Cursor’s pricing buys you the most advanced AI editing experience available — Composer, background agents, automations, and BYOK model access. Whether that premium is worth 2x the cost depends on whether your monorepo bottleneck is understanding code (Cody’s strength) or editing code (Cursor’s strength).
Real-World Monorepo Scenario
Consider a concrete example: a Turborepo monorepo with 40 packages — packages/api, packages/web, packages/mobile, packages/shared-types, packages/auth, packages/billing, and 34 more. You need to add a new field to the User type in packages/shared-types. This change ripples through API endpoints, frontend components, mobile screens, database migrations, and test fixtures across a dozen packages.
With Cody: You ask “where is the User type used across all packages?” and get a precise, exhaustive list — every import, every type assertion, every function parameter that references User. Sourcegraph’s code graph traces through re-exports in packages/shared-types/index.ts, through barrel files, through type-only imports. You understand the full blast radius before writing a single line of code. Then you ask Cody to explain how each consumer uses the User type, and it gives contextually accurate answers because it can see the actual code in each package.
With Cursor: You open Composer, reference the shared-types file and the packages you know consume it, and ask Cursor to add the field and update all consumers. Composer generates coordinated edits across 8–12 files — updating the type definition, API serialization, frontend display components, and test fixtures in one operation. You review the diff, accept, and you’re done. But Cursor might miss consumers it didn’t find through its embedding search — a utility function in packages/analytics that destructures User properties, or a validation schema in packages/billing that mirrors the type manually.

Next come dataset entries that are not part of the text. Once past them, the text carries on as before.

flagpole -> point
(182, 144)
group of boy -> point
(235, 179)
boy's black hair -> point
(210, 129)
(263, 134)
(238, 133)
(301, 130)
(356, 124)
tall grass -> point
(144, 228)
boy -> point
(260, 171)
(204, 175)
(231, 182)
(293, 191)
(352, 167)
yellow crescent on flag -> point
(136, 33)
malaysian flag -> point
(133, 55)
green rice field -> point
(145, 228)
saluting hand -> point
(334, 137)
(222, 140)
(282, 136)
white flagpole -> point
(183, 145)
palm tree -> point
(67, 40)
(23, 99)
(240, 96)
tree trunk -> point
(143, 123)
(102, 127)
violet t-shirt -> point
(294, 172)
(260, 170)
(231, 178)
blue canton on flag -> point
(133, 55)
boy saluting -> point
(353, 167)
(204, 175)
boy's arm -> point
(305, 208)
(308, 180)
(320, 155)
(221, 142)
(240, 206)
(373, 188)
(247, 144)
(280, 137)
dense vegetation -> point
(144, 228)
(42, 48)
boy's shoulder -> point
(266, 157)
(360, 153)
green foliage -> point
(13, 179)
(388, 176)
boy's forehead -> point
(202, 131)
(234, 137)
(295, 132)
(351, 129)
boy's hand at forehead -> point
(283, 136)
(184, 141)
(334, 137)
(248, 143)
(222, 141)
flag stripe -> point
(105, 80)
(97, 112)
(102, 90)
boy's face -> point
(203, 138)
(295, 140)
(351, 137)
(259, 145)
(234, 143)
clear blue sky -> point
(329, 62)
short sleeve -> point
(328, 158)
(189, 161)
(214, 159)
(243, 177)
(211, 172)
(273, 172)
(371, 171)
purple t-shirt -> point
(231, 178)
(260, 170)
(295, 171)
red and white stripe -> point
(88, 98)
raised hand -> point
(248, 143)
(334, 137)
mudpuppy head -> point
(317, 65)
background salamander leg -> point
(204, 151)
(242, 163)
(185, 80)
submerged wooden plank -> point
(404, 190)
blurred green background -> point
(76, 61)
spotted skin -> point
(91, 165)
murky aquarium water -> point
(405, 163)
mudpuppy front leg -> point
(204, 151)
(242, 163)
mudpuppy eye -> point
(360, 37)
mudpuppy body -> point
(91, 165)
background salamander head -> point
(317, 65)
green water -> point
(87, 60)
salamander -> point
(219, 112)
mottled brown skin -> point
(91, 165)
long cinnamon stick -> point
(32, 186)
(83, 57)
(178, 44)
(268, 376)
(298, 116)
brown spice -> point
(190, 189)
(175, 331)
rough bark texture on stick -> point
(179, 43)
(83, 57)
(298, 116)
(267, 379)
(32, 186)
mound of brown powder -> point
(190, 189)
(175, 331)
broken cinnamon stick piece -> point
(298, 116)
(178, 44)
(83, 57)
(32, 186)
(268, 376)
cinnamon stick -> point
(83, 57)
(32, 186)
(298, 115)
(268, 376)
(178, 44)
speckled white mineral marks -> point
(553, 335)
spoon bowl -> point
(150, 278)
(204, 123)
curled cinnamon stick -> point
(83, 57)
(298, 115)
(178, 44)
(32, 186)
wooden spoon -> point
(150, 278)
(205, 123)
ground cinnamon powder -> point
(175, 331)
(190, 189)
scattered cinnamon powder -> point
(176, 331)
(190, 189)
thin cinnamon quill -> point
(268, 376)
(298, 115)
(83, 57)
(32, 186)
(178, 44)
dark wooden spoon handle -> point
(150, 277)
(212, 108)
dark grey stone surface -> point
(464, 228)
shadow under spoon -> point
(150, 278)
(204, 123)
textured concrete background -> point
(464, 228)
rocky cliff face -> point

This is the fundamental tradeoff. Cody gives you complete understanding but you apply changes manually or one file at a time. Cursor gives you powerful automated editing but might miss edge cases in distant packages. The severity of this tradeoff scales with monorepo size — at 50K lines across 10 packages, Cursor’s embeddings capture most relationships. At 500K lines across 100 packages, the gaps become production incidents.
Who Actually Uses These for Monorepos?
Cursor’s monorepo users tend to be startups and mid-size teams running Turborepo or Nx with 5–30 packages. Their monorepos are large enough to benefit from shared code but small enough that one developer can hold the package dependency graph in their head. They chose Cursor for the editing speed and stayed because Composer handles cross-package refactors well enough at their scale. Many supplement Cursor with a well-maintained .cursorrules file that documents package structure and conventions.
Cody’s monorepo users skew toward larger engineering organizations — companies with 50+ packages, multiple teams owning different parts of the monorepo, and codebases where no single person understands the full dependency graph. Many already used Sourcegraph Code Search before Cody existed and adopted Cody as a natural extension of their code intelligence infrastructure. For these teams, the ability to ask “show me every service that calls PaymentGateway.processRefund()” and get a precise, cross-package answer is not a nice-to-have — it’s how they avoid breaking changes in production.
The pattern is clear: Cursor scales with developer productivity, Cody scales with codebase complexity. As your monorepo grows, the balance shifts toward Cody. As your editing needs intensify, the balance shifts toward Cursor. Most monorepo developers eventually need both capabilities — the question is which pain point hits first.
The Bottom Line
You mostly work within 1–2 packages at a time. You value multi-file editing and Composer-driven refactoring. You want the best inline completions in the industry. Your monorepo is under 200K lines, or you’re willing to invest time configuring .cursorrules to teach Cursor your conventions. You care more about writing speed than cross-package understanding. Your team is small enough that everyone already knows which packages depend on which — the AI just needs to help you write code faster within that mental model.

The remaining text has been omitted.